21. Wie werden die Erfahrungen ehemaliger Bewohner von Erstaufnahmeeinrichtungen und Übergangswohnheimen genutzt, um im Sinne würdiger und unterstützender Wohnumgebung qualitätssichernde Unterbringungsmöglichkeiten zu schaffen?

22. Wo sieht der Senat zukünftig selbst Handlungsbedarfe, um die Unterbringung von Geflüchteten im Stadtgebiet und ihr Ankommen in unserer Stadt zu verbessern, um die gesellschaftliche Integration zu fördern?

23. Welche Mindestausstattung geht mit Übergangsquartieren (sowohl von der faktischen Ausstattung als auch mit möglichen Hilfen) verlässlich einher und ist jeweils bekannt, wer im Fall von auftretenden Konflikten und Unregelmäßigkeiten durch die Bewohnerinnen und Bewohner angesprochen werden kann und wenn ja, wie wird über diese Möglichkeit informiert?

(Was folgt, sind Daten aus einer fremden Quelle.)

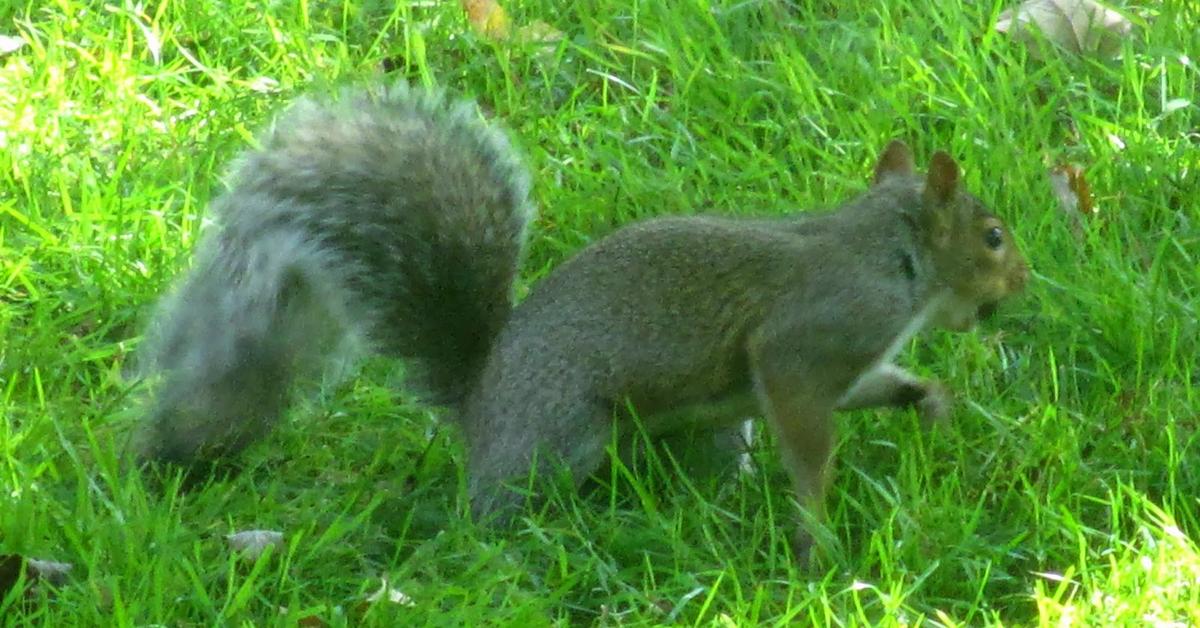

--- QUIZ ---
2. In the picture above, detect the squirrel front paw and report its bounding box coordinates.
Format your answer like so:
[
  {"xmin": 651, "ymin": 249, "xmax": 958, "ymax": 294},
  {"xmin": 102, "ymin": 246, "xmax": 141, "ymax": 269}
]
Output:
[
  {"xmin": 791, "ymin": 527, "xmax": 816, "ymax": 568},
  {"xmin": 916, "ymin": 380, "xmax": 952, "ymax": 428}
]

24. Wie viel Zeit vergeht durchschnittlich vom Ankommen im Land bis zur ausländerrechtlichen Registrierung und zur Ausstellung eines gültigen Aufenthaltstitels und welche dieser Schritte können digital erfolgen?

25. Wie stark ist das Personal im Migrationsamt im Laufe des Jahres 2022 gemessen in Vollzeitäquivalenten aufgestockt worden und wie schätz der Senat auf Grund welcher Kriterien aktuell die bedarfsgerechte Personalausstattung ein?

26. Wie viel Wartezeit auf einen Termin muss durchschnittlich für einen Besuch im Migrationsamt eingeplant werden und welche Vorgänge sind als digitale Prozesse umgesetzt?

27. Für die Sicherung des Lebensunterhaltes und die Vermittlung in Arbeitsstellen, Sprachkurse sowie in weitere Qualifizierungen ist in vielen Fällen das Jobcenter zuständig. Wie viel Zeit vergeht in der Regel zwischen dem Ankommen in Bremen und der regelhaften Unterstützung zur Absicherung des Lebensunterhaltes durch das Jobcenter und welche schnellen Hilfen dienen in diesem Zeitraum als Überbrückung?

28. Wie viele der 2022 in Bremen angekommenen Geflüchteten konnten bisher in Arbeiten bzw. einen Sprachkurs und weitere Qualifizierungsangebote vermittelt werden?

29. Wie viele der in Bremen 2022 angekommenen Kinder unter sechs Jahren werden inzwischen in einer Kindertageseinrichtung betreut, wie viele Kinder über sechs Jahren besuchen regelhaft eine Bremer Schule und für wie viele wurden Überbrückungsmöglichkeiten geschaffen bis ein regulärer Schulplatz zur Verfügung steht?